Were they on star trek!?
I made a website that was largely just from my own curiosity as a Star Trek and general TV/Movie watcher.
It happened by me remembering if I saw a character from Better Call Saul (and Breaking Bad), Tuco Salamanca (played by Raymond Cruz) anywhere in Star Trek. Why I had the random inclination to know this, I can't say.
This guy on the left over here:
Well, turns out he had a small role in Star Trek Deep Space 9!
To me, it was interesting to see how many actors got their breaks on Star Trek. It makes sense, as Star Trek is known for its weekly rotation of one-off characters.
How it works
You can enter in whatever show, actor, or movie you're curious about, and the site will list out any intersecting actors/appearances between said media entity and the Star Trek universe at large.
The only items it's comparing against are canonical entries in the series.
The Star Trek canon includes the original series, seven spin-off television series, three animated series, and thirteen films.
The app uses TMDB as well as Memory Alpha to source data. Nothing fancy, just a periodic crawl that merges both together into a big json. Only actors are considered as potential overlaps. While the TMDB also has a crew roster, I felt that for most people that kind of granularity was too much.
Popularity Score
I used Supabase to collect user searches. The first page displays a list of popular searches. These are added to a Supabase and are only ever upserted, so after an initial entry is created, any subsequent hits increases a counter. Everything is anonymized, and uses a simple rpc
BEGIN
INSERT INTO popular_searches(media_id, name, type, image)
VALUES (media_id_to_upsert, name_to_upsert, type_to_upsert, image_to_upsert)
ON CONFLICT (media_id)
DO
UPDATE SET hits = popular_searches.hits + 1;
END
"Partial" searches are never honoured, only when a user clicks into a media entity (like a tv show or movie), does the database get updated.
The list of displayed popular items is updated on build
periodically, as having it be real time is a bit of an overkill at this point since there isn't much traffic on an ongoing basis.
Random Musings
It seems like sometimes the entire appearance list of an actor is not present on TMDB. For example, the entry for Jeffrey Combs in DS9 gives only Brunt
or Weyoun / Officer Mulkahey
, but never just Weyoun
. The latter character appears in many episodes of DS9, but the API is only counting...limited/hybrid appearances. Not sure why this is the case..
As it turns out, the TMDB database itself was incomplete on certain appearances. It relies on user lead corrections and entries; so any registered member is capable of making changes. As this project goes on, I suppose it may lead to a richer TMDB database compendium of star trek entries; mirroring data found on Memory Alpha.
Also after going with the angle of, lets crawl MemoryAlpha and fill out character data (which takes like 9 hours by the way); I discovered that the site has a db dump. However it did not contain direct links to images, therefore it is largely useless since I couldn't decipher the standard format of all the stuff that comes before the fileName
that might be listed in the aforementioned xml dump.
See the url here:
https://static.wikia.nocookie.net/memoryalpha/images/9/9a/Q%2C_2364.jpg/revision/latest?cb=20220307152252&path-prefix=en
compared to:
https://static.wikia.nocookie.net/memoryalpha/images/3/38/Borg-symbol.jpg/revision/latest?cb=20091016022015&path-prefix=en
While we have the fileName
in the xml dump, we don't know what folder it can be in, 9/9a
etc. So the strategy of crawling Memory Alpha stands for now. The only things to look out for are missing characters or non-canonical names.

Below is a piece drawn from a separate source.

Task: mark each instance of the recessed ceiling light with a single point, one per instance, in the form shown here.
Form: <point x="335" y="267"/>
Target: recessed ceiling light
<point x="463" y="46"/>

At some point I posted this to Reddit here and within 24hrs it got about ~15k impressions, and the popularity data set had about ~2k requests made to it.
One interesting outcome of pre-populating the "most searched" with my own data to start with was that rather than it reflect what the subreddit truly was interesting in, it actually just attenuated the "fake" top searches so that they became the real top searches. I guess I should have wiped the db clean before hand to ensure there was no biasing.
Another fun meta game people came up with was trying to find the most overlapped show. Currently its CSI according to this comment.
I hope the app is useful, and as time goes on, the delta between non-canonical names listed on TMDB vs Memory Alpha closes.
Weird stuff
Something anomalous occurred later during this projects run. Actor Jeffrey Combs seemed to be disproportionately searched for. Going from 98 hits to 298 over the course of 4 days. I would have expected other data to rise at the same rate, a tide that was due to more popularity (like someone posting the site to another social media platform). I told my wife about this and she said she had the tab open of said actor on Firefox for iPhone. She didn't use that tab, but I think each time she opened the browser, she was inadvertently loading up and resetting the state of the page, thereby counting as a hit. I count hits as page loads of actors and tv shows, and they were somehow still being picked up even though the tab should have been inert.
So, the 'uptick' was basically just a trend of how many times my wife opens up Firefox....oh well.